Matching alternatives
Use (a|b) to match a or b:
# check that the string ends in ".jpg" or ".png" [[ "clean.png" =~ \.(jpg|png)$ ]]; [[ "clean.jpg" =~ \.(jpg|png)$ ]]; [[ ! "file.png.txt" =~ \.(jpg|png)$ ]];
Examples
The previous sections contained code samples that were tailored to illustrate a point. These are examples of practical problems I have solved using regular expression matching. Note that these examples are not meant to be perfect solutions - making outrageous assumptions and imposing draconic restrictions on the input is a great way to get stuff done quicker.

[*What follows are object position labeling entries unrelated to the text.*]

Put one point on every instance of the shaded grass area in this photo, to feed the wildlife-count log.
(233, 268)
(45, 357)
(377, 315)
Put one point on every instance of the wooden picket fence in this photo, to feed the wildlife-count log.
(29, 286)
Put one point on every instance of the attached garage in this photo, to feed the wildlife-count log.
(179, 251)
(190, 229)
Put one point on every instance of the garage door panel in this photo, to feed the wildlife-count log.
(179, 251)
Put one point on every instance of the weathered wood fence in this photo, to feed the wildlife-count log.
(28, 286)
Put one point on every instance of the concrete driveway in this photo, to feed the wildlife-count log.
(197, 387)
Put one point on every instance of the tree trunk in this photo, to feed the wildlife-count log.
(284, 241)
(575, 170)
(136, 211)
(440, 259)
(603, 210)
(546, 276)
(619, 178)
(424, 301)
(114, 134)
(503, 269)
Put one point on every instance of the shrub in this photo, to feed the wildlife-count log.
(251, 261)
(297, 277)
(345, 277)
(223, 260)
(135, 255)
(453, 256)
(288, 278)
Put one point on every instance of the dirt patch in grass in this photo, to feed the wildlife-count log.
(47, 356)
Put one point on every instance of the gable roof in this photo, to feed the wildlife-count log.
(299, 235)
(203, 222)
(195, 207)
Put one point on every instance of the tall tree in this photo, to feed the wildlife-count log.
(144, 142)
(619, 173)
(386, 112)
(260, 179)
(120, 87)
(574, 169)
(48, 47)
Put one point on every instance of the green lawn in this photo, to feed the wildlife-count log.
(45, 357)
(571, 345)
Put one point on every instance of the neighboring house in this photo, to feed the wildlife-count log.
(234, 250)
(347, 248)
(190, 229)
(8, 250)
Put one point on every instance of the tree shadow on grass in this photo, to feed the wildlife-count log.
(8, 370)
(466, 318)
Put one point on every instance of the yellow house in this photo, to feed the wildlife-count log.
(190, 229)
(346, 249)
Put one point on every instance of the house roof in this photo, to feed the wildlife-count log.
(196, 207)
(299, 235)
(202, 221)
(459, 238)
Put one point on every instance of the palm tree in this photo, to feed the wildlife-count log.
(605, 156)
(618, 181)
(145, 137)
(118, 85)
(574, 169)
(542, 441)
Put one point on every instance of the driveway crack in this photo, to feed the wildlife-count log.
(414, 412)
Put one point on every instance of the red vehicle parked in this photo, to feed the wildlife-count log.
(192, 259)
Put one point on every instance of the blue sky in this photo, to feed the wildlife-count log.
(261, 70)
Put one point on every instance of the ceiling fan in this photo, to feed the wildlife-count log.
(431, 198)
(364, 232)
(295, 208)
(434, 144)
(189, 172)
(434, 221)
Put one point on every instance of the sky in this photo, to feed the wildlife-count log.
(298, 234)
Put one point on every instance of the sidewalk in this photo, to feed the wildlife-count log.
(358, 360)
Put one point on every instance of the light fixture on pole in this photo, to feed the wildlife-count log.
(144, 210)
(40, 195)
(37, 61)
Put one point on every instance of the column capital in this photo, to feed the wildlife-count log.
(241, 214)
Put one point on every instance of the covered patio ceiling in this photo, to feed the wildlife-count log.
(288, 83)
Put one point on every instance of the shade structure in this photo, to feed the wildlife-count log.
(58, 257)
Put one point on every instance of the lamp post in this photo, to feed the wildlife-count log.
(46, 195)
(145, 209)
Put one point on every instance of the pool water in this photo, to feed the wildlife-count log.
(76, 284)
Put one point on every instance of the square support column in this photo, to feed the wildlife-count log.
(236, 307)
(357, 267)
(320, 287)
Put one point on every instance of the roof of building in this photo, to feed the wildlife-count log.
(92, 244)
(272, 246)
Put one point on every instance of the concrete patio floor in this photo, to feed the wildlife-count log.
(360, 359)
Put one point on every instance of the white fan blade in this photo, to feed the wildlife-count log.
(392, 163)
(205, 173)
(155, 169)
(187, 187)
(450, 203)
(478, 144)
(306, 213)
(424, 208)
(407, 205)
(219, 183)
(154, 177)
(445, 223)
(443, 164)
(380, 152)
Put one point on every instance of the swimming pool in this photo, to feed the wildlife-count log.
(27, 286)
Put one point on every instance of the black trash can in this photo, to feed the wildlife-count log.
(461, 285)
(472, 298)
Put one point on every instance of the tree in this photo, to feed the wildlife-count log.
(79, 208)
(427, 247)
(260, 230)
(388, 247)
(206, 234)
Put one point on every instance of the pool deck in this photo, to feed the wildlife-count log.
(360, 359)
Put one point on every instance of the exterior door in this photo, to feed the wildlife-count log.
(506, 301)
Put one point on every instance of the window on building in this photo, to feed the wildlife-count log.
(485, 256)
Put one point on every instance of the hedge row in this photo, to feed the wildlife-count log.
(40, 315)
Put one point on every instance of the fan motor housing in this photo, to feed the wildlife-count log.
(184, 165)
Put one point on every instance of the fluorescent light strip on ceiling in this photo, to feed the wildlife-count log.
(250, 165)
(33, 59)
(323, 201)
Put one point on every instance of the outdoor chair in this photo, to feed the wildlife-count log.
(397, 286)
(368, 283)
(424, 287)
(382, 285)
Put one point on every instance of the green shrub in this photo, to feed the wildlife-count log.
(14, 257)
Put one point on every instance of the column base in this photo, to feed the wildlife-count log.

Match strings which are not empty and do not contain slashes
Ensure that the argument ( dir_name) is not empty and contains neither slashes nor dots:
if ! [[ "${dir_name}" =~ ^[^/]+$ && "${dir_name}" =~ ^[^\.]+$ ]]; then echo 'Invalid argument: '"${dir_name}" fi # dir_name="abc": OK # dir_name="abc/def": KO # dir_name="abc.def": KO
Extract the base filename
Assuming the filename is preceded by at least one slash, and that there is an extension, extract the base filename:
if [[ "abc/def/test.html" =~ .*/(.+)\..* ]]; then echo "${BASH_REMATCH[1]}" fi # outputs "test"
Extract the top directory
Given a path, extract the top directory:
if [[ "${path}" =~ ^/?([^/]+)/? ]]; then echo "${BASH_REMATCH[1]}" fi # the above outputs "abc" for the following inputs: # path="abc/def/test.html" # path="/abc/def/test.html" # path="abc" # path="/abc" # path="abc/" # path="/abc/"
A simpler, but less robust expression would be ([^/]+), which gets all the above cases right, but fails on paths like //abc- which is, of course, only invalid if it is a Unix style file path- in xpath, this is perfectly legal.
Filename must have an .html extension
Check that a filename has an .html extension:
if ! [[ "${filename}" =~ [^\.]+\.html$ ]]; then echo -e "\n\"${filename}\": must have .html extension" >&2 exit 42 fi # filename="abc.html": OK # filename="abc": KO
The expression matches "a non-empty sequence of anything that is not a dot", followed by ".html", followed by the end of the string.
Extract the value of an XML element attribute
Extract the value of an XML attribute:
line='<something att1="value1" />' if [[ "${line}" =~ att1=\"([^\"]*)\" ]]; then echo "${BASH_REMATCH[1]}" fi
This example does not handle attributes using single quotes.